Esmero al silencio. Víctor Ávila.

Escuché como las palabras entraba en mis oídos, pero no sucedía el aliento, dígale suspiro a la memoria. Después observaba los libros y leía algunas palabras, palabras dadas a la casualidad, una por una, entonces surgía la seducción. La ceguera era de afuera hacia adentro, el contenido imaginario se extendía, pero se veía su finitud. Sonreía ya con otros labios y zanjaba a la lectura con firmeza: un corte de cabeza y la lengua morada sin poder pronunciar el Fin. Suspenso y una persecución de dedos queriendo escribir una última oración y el diminuto punto final. Narrar la realidad en papel firmado como mentira. Las palabras detrás de lo escrito son mi voz enmudecida, letras entre paréntesis y un siseo de puntos seguidos.

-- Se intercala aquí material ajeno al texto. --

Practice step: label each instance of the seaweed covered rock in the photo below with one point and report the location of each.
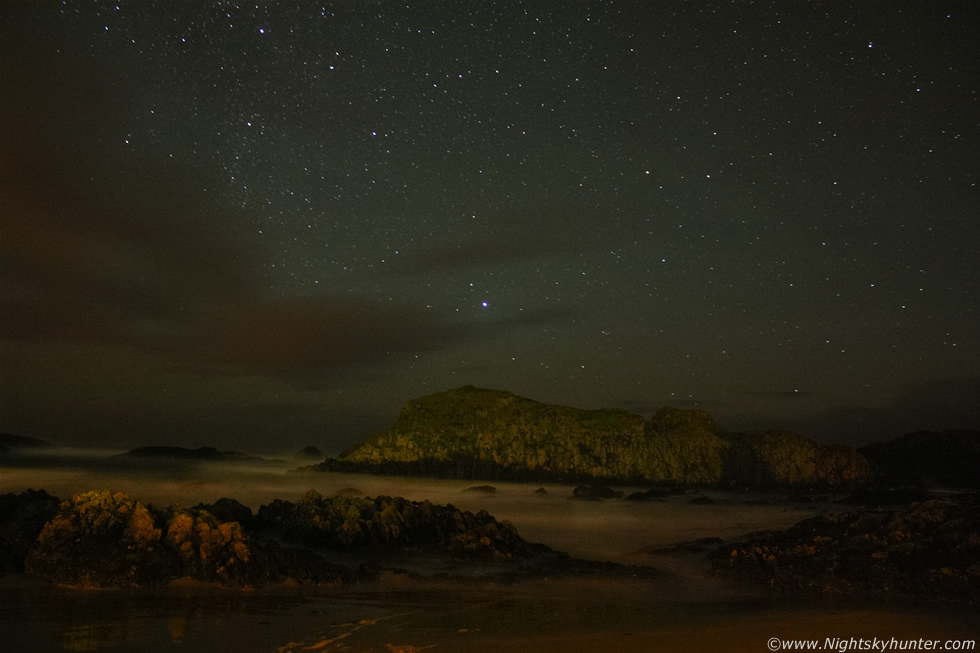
(105, 539)
(928, 550)
(99, 539)
(22, 517)
(943, 458)
(359, 524)
(226, 509)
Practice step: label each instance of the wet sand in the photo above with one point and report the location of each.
(455, 607)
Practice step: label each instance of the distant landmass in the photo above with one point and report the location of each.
(943, 458)
(10, 442)
(476, 433)
(209, 454)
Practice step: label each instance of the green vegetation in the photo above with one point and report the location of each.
(475, 433)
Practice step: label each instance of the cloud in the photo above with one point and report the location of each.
(93, 252)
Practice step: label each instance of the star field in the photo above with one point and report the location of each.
(277, 222)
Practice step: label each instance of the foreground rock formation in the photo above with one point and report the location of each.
(105, 539)
(927, 550)
(382, 523)
(487, 434)
(943, 458)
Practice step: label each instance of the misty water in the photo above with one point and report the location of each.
(442, 604)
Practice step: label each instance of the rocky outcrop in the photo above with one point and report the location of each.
(105, 539)
(22, 516)
(387, 523)
(475, 433)
(944, 458)
(927, 550)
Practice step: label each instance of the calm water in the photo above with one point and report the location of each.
(683, 609)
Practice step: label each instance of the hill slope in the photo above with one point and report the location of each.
(475, 433)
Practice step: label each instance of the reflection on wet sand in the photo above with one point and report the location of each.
(449, 607)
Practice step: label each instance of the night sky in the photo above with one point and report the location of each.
(264, 225)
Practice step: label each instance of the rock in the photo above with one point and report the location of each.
(482, 489)
(649, 495)
(229, 510)
(477, 433)
(22, 517)
(929, 550)
(943, 459)
(105, 539)
(594, 492)
(387, 523)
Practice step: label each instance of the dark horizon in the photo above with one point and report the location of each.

Casi al alba comprendí que se trataba del silencio.

 

Víctor Hugo Ávila Velázquez.

Escríbelo, encadénate y libérate. Pablo Jara.

Para ser verdaderos es preciso que seamos tal y como nos imaginan los desconocidos.

Salvador Elizondo.

Escribir para uno mismo es igual que escribir para desconocidos, debe ser sencillo pues para ellos solo eres palabras y más palabras, pero eso tal vez sea lo único que somos y a la vez todo lo que somos, solo unas cuantas palabras nos definen ¿entonces por qué mostrar lo que escribes?, sobre todo con quien no tenemos trato, razones habrá por montones, se trata de ser lo que escribes ya que las escritura nos delata, si lo haces honestamente te revelará aunque no lo pretendas, y eso no debe ser problema si nos sentamos a escribir pensando en nadie más que en uno mismo, enclaustrado en mí puedo mostrarme más que estando en multitudes, encerrado en mí no me importa lo que de mi salga, de eso se trata, de verse uno mismo como un desconocido que tiene algo que decirse, y todos tenemos algo que decir, quien escribe lanza la primera piedra, con la que probablemente será golpeado, así que no importa que digas ni como lo hagas, a un desconocido no lo puedes engañar, debe ser tu propia mano la que te describa.

Pablo Jara.

*Rafael Coronel. Serigrafia-92-x-70-cm-ed-22-de-100.

 

Ejercer el poder. Pablo Jara.

Ejercer el poder corrompe, someterse al poder degrada. Mijail Bakunin

“You Never Got Me Down Ray” Jake LaMotta

 

Por lo regular estamos nadando entre pirañas, en un mar de privilegios e injusticias, donde el chueco avanza más rápido y por lo regular ganando, ¿porque se tuerce? ¿Dónde se pudrió ese Ser? suponiendo que todos vengamos a este mundo en verdad inocentes, tenemos entonces que culpar al entorno o la vida que a cada quien le toca rodar, semillas mal plantadas dan frutos podridos, necios sin temor a morir, sin conocer lo que es morir, avanzan despreciando y alardeando sin conocer su final, con una idea errónea del amor, sin conocer el amor, ellos simplemente no estarán listos, moral torcida, lo inmoral les es gratificante, lo disfrutan, a diario observo el ritual de ese hombre de persignarse tres veces seguidas, besar la cruz antes de iniciar su día laboral, protegiéndose para poder joder en paz, con la ley de si no eres mi amigo eres mi enemigo, por unos cuantos pesos joden, ¿y así veneran a su dios?, estoy seguro que cualquier dios que se respete no alentaría este actuar y si ese dios existiese sería necesario abolirlo como diría ese anarquista ruso, y aunque dicen que las cosas caen por su propio peso, me enojaría no ver su caída desde primera fila y sin embargo pensar en ello me empobrece, torciendo algo en mí, y ¿entonces cómo podría escribir de ellos?, el placer de la escritura.

 

Pablo Jara.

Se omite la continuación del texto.